The write protection scheme does require encoding of data to set the USB flash drive into the state of being read-only. This is where some level of encryption is applied to the USB product.
A USB write protection product is another category of encrypted flash drive you will not find on Amazon.
A USB CD-ROM drive is very similar to a USB write protected flash drive. As with all previous examples, the USB CD-ROM flash drive uses a specific type of encoding to the data to create a flash drive which appears as a CD-ROM when connected to a computer.
From the older “optical days” we know by definition a CD-ROM is read-only, or write protected. This solution uses ISO image files, just like CD and DVD burners to write data to the USB flash drive. The resultant drive is a USB device which appears as a CD-ROM when connected to a Mac or Windows or Linux computer.
Then encoding of information is done at the hardware level of the chip inside the USB flash drive. This chip setting reconfigures the drive to appear as an optical drive. When a customer first receives the flash drive, the USB drive is actually a blank CD-ROM. Once the ISO file is written to the drive, then data will appear, just like that of a CD or DVD.
The USB CD-ROM is valuable because the CD-ROM configuration will take advantage of the Windows auto-run functionality. Meaning, when the USB CD-ROM is connected to a PC, when the user clicks on the flash drive letter in Windows Explorer the auto-run functions will immediately begin.
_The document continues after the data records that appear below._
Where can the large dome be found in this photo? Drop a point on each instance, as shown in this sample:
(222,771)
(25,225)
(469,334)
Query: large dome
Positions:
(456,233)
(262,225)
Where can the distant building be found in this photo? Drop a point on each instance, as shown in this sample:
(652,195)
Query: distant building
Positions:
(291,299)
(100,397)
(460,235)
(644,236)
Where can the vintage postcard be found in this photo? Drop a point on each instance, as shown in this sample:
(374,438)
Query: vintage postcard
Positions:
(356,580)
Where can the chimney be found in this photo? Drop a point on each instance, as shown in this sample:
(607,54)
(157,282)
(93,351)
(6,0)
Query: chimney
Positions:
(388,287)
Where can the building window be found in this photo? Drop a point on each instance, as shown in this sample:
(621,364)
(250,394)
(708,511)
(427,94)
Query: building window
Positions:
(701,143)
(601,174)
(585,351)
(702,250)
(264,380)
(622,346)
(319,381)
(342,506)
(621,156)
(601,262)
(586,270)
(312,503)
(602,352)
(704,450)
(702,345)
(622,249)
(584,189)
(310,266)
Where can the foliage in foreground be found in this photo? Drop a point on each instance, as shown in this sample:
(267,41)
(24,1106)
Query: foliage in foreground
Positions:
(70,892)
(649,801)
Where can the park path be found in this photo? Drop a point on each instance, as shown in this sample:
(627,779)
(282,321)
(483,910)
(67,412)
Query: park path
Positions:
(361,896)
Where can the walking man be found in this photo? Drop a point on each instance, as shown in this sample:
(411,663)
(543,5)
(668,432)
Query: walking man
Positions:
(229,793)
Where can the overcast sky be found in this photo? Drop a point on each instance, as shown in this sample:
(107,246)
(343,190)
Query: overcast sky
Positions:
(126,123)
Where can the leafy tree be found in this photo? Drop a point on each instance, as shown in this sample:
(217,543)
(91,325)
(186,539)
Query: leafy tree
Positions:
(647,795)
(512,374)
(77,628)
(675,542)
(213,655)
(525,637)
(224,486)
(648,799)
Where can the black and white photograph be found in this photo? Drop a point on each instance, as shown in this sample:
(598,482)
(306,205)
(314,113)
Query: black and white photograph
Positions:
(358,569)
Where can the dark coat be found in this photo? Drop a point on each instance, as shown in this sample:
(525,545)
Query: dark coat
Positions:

This is a valuable step for software companies who depend on automated installation of their software.
A USB CD-ROM flash drive is another category of encrypted flash drive you will not find on Amazon.
As one can see, there are many different “forms” of encryption and how that encryption technology can apply to USB flash drives. This article also points out that Amazon does not carry and offer every type of flash drive which is useful to so many companies and organizations.